Microfranchisation et autonomie économique – Microcrédit

Où la microfranchisation s’intègre-t-elle aux autres méthodes de réduction de la pauvreté? Stephen W. Gibson, créateur de l’Académie pour la création d’entreprises, a développé le «Spectrum of Economic Self-Reliance Development», qui catégorise et identifie différents moyens de réduire la pauvreté. Ce spectre nous aide à répondre à la question ci-dessus sur la microfranchisation, et c’est à partir de ce spectre que les idées présentées ci-dessous trouvent leur origine. Il faut donc féliciter M. Gibson.

Le spectre décompose les activités de lutte contre la pauvreté en deux grandes catégories: celles qui renforcent la dépendance et celles qui renforcent l’autosuffisance économique.

Méthodes de réduction de la pauvreté qui renforcent la dépendance

Les trois activités qui créent une dépendance consistent à «apporter des services, des biens ou des personnes aux pauvres». Cela comprendrait des actions telles que des médecins et des dentistes pour apporter des services médicaux, des organisations prenant des biens tels que de la nourriture ou des vêtements, et des excursions d’été amenant des personnes et des étudiants à travailler sur des choses telles que la construction d’orphelinats ou de maisons.

Tous ces moyens sont importants dans les circonstances appropriées, comme les secours en cas de catastrophe. Si une catastrophe naturelle se produit, laissant des milliers de personnes sans abri ni nourriture, toutes ces activités sont nécessaires pour sauver des vies. La nourriture, l’eau et les fournitures doivent être apportées, les travailleurs doivent venir aider à la reconstruction et les professionnels doivent venir aider à fournir les soins médicaux nécessaires.

D’un autre côté, ces mêmes activités peuvent être moins efficaces si elles ne sont pas effectuées dans les circonstances appropriées. C’est parce que, dans de nombreux cas, ces types de méthodes créent une dépendance envers les gens en leur donnant ce dont ils ont besoin plutôt que de les aider à apprendre à le produire pour eux-mêmes. Cela rappelle l’adage séculaire que si vous donnez un poisson à un homme, il mange pendant une journée; si vous apprenez à un homme à pêcher, il mange toute sa vie.

Non seulement ces méthodes peuvent être moins efficaces, mais elles peuvent également être subtilement destructrices de l’atténuation qu’elles sont censées promouvoir. Prenons par exemple un petit village, où un entrepreneur débutant essaie de développer une entreprise en vendant des vêtements qu’elle et sa famille ont appris à fabriquer. Cette entrepreneure est peut-être en voie de devenir autosuffisante sur le plan économique, étant en mesure de subvenir aux besoins de sa famille grâce au travail qu’elle effectue. Mais que se passe-t-il lorsqu’un groupe de «secours» arrive, apportant des tas de vieux vêtements qu’ils ont ramassés, à donner? N’ayant plus de demande pour son travail en raison de l’inondation de vêtements gratuits, cette entrepreneure n’a plus aucun moyen de gagner sa vie et n’a plus d’activité. Avec le reste du village, elle est devenue dépendante de la charité du groupe de secours.

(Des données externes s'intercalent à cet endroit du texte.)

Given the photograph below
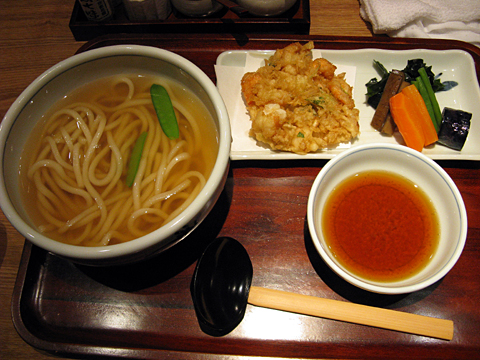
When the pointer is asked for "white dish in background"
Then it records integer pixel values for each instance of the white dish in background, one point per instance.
(454, 65)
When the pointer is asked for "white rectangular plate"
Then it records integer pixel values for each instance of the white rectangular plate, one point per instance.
(454, 65)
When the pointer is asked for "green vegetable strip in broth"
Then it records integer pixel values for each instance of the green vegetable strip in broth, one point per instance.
(135, 158)
(165, 111)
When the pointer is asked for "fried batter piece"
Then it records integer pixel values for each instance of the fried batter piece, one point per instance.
(298, 104)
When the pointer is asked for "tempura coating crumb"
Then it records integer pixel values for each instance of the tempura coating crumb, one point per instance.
(298, 104)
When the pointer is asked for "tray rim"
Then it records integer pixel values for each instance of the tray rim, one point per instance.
(67, 349)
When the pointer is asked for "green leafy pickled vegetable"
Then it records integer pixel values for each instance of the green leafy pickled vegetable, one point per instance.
(426, 99)
(135, 158)
(165, 112)
(375, 87)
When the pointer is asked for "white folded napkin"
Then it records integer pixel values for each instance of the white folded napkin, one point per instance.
(441, 19)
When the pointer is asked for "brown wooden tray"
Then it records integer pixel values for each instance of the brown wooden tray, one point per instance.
(294, 21)
(145, 311)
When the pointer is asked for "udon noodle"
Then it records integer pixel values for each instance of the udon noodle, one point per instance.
(75, 174)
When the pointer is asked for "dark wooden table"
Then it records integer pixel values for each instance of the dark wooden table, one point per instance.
(145, 310)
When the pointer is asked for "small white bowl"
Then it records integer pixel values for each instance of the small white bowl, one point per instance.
(266, 7)
(72, 73)
(421, 170)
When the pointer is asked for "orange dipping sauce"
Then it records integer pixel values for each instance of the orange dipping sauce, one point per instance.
(380, 226)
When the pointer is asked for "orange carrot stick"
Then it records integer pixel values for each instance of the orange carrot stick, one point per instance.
(402, 109)
(422, 115)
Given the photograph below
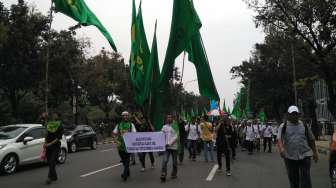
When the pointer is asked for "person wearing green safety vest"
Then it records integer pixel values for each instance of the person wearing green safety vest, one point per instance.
(123, 127)
(52, 144)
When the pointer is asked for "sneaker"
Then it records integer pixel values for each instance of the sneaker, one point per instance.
(124, 177)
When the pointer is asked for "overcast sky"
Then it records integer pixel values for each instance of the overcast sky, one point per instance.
(228, 33)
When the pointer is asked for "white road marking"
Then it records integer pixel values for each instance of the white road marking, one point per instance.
(97, 171)
(106, 150)
(212, 173)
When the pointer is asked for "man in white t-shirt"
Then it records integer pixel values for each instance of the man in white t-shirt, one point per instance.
(250, 135)
(267, 134)
(193, 134)
(171, 137)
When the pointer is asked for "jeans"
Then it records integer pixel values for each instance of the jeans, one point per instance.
(220, 150)
(142, 158)
(269, 142)
(192, 148)
(299, 173)
(208, 149)
(181, 152)
(52, 155)
(257, 144)
(165, 160)
(233, 148)
(125, 159)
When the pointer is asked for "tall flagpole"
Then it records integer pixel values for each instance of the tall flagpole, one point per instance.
(294, 76)
(47, 60)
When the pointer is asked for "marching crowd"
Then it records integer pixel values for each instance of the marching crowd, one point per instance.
(220, 135)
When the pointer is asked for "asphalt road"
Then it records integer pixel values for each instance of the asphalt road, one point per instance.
(101, 169)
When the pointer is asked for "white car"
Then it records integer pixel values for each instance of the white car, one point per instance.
(22, 144)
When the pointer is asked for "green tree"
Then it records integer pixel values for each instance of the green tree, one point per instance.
(104, 77)
(271, 63)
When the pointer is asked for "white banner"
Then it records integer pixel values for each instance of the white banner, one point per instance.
(144, 142)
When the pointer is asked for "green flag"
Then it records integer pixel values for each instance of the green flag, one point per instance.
(247, 109)
(185, 36)
(139, 57)
(192, 113)
(205, 111)
(79, 11)
(197, 55)
(236, 111)
(183, 115)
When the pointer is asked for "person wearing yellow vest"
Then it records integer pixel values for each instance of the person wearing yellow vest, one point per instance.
(123, 127)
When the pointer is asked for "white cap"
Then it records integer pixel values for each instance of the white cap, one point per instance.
(292, 109)
(124, 113)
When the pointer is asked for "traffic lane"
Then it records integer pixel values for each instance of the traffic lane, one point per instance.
(264, 170)
(77, 163)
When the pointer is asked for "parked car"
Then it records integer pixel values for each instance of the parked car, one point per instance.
(81, 136)
(22, 144)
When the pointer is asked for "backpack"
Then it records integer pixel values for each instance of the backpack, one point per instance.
(283, 132)
(130, 128)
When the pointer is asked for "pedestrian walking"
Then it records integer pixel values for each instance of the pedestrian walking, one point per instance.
(123, 127)
(232, 139)
(222, 143)
(275, 128)
(267, 135)
(182, 137)
(171, 138)
(207, 138)
(249, 136)
(296, 145)
(193, 134)
(53, 144)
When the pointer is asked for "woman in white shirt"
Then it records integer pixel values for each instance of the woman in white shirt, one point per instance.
(193, 134)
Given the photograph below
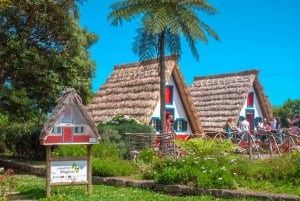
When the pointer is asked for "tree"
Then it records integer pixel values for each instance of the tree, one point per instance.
(43, 51)
(163, 24)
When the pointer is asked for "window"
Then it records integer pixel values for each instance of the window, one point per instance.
(250, 99)
(169, 95)
(155, 123)
(180, 125)
(57, 130)
(67, 118)
(78, 129)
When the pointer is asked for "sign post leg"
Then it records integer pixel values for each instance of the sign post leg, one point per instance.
(89, 169)
(48, 170)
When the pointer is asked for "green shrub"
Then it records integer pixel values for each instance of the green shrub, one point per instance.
(69, 150)
(147, 155)
(112, 166)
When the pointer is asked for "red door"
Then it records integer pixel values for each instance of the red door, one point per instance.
(68, 134)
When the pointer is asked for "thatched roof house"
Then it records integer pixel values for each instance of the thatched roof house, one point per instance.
(69, 123)
(133, 89)
(233, 95)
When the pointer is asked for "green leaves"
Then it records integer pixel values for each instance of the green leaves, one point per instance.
(43, 51)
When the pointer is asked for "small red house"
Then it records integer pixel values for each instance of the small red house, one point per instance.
(69, 123)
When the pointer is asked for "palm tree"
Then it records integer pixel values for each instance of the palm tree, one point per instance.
(163, 24)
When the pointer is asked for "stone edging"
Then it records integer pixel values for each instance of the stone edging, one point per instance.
(179, 190)
(182, 190)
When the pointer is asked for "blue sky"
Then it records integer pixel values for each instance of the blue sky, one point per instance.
(257, 34)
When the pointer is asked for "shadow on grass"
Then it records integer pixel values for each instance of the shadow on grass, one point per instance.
(30, 194)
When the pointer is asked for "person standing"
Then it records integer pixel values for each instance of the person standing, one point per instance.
(295, 123)
(229, 127)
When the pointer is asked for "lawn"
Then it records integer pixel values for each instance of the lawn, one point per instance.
(34, 188)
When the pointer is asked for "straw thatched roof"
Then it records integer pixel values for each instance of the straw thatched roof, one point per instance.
(221, 96)
(70, 97)
(133, 90)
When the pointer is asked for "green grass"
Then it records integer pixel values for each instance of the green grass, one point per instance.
(34, 188)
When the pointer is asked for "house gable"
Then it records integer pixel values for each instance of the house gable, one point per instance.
(69, 123)
(133, 90)
(222, 96)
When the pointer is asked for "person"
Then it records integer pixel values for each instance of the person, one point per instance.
(279, 130)
(169, 123)
(295, 123)
(229, 127)
(260, 128)
(260, 125)
(245, 128)
(245, 125)
(273, 124)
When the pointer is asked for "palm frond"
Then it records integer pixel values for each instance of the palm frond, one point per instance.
(145, 45)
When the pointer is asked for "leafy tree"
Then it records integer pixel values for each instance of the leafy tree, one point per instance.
(287, 110)
(43, 51)
(163, 24)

Méthodes de réduction de la pauvreté qui renforcent l’autosuffisance économique

Les activités qui visent à renforcer l’autonomie économique des personnes vivant dans la pauvreté peuvent être considérées comme une progression logique. La première activité est le microcrédit, qui consiste à prêter de l’argent aux pauvres. Elle est suivie, raisonnablement, par la microfinance, qui consiste à fournir des services financiers aux pauvres. Les deux sont plus efficaces en incluant la troisième activité dans la progression, le développement des micro-entreprises, qui cherche à former les pauvres à développer leurs propres entreprises.

Les grands avantages qui ont été observés grâce à ces trois méthodes sont difficilement contestables; ils ont littéralement aidé des milliers de personnes à sortir de la pauvreté et les ont placées en mesure de subvenir aux besoins de leur famille. Pourtant, ces méthodes ne font que commencer à résoudre l’énorme problème de la pauvreté dans le monde.

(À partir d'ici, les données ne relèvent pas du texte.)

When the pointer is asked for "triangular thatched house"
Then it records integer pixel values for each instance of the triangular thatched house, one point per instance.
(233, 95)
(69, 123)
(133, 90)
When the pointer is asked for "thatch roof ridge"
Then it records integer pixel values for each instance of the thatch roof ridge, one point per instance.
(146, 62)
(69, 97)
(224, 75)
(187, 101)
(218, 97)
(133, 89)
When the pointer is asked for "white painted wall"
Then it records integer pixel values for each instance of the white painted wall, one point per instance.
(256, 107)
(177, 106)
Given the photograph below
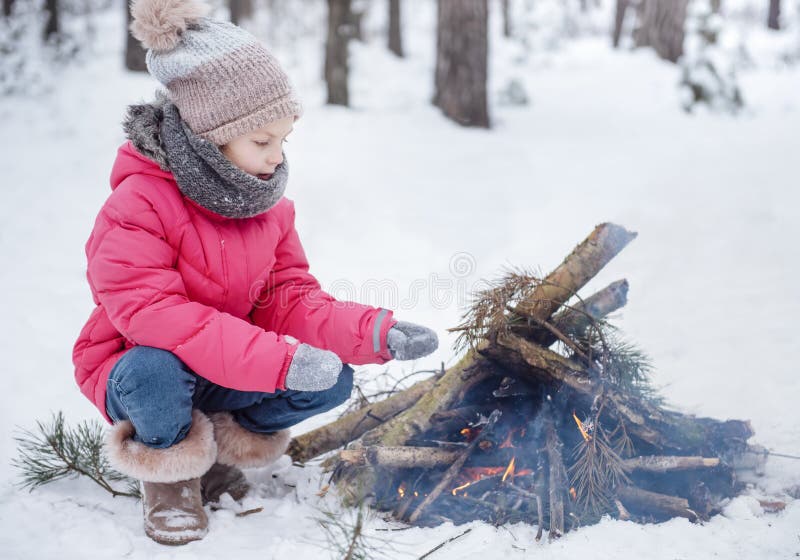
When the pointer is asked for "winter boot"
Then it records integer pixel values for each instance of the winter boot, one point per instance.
(170, 478)
(239, 448)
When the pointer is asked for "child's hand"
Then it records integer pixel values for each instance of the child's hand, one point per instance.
(313, 369)
(408, 341)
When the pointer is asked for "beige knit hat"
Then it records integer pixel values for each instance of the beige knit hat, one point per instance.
(223, 81)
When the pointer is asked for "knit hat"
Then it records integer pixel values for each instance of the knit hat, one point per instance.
(223, 81)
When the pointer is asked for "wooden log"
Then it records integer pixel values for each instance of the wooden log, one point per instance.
(645, 501)
(668, 463)
(585, 261)
(577, 318)
(399, 457)
(417, 419)
(661, 428)
(455, 468)
(353, 425)
(557, 473)
(580, 266)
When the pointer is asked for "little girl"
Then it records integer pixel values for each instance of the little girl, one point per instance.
(210, 338)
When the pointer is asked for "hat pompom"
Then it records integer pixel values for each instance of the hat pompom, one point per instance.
(158, 24)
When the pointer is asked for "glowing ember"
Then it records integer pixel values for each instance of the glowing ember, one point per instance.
(507, 442)
(584, 433)
(509, 470)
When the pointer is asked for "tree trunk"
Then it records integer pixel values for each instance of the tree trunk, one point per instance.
(339, 33)
(395, 35)
(52, 26)
(240, 10)
(661, 26)
(461, 61)
(774, 15)
(619, 19)
(506, 18)
(134, 52)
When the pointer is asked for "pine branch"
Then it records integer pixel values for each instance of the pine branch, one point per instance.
(55, 451)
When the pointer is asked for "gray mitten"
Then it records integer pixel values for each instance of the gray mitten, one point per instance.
(313, 369)
(408, 341)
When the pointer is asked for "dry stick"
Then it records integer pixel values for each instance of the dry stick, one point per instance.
(437, 547)
(585, 261)
(667, 463)
(399, 457)
(353, 425)
(644, 500)
(575, 319)
(557, 473)
(455, 468)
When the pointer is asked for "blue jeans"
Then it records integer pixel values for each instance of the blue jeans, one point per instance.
(156, 391)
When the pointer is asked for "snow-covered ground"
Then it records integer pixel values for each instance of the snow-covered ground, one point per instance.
(713, 296)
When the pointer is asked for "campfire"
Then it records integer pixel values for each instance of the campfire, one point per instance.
(548, 419)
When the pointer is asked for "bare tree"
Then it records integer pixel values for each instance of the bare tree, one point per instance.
(506, 18)
(774, 14)
(240, 10)
(51, 28)
(661, 24)
(395, 35)
(134, 52)
(461, 61)
(340, 31)
(619, 19)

La prochaine étape de la progression, visant à toucher plus de personnes en situation de pauvreté que cela n’était possible auparavant, est la microfranchisation, ou l’activité consistant à fournir des modèles commerciaux éprouvés aux pauvres. De cette façon, ils sont capables de prendre un modèle et un processus qui ont déjà fait leurs preuves et de l’utiliser pour les aider à sortir de la pauvreté.

Avec l’ajout de la microfranchisation à ces méthodes de réduction de la pauvreté, il sera possible d’atteindre un nombre beaucoup plus grand de personnes vivant sous les contraintes de la pauvreté. Ce dont nous avons besoin, ce sont des entreprises et des organisations pour commencer à penser ainsi afin que cette stratégie puisse être pleinement mise en œuvre.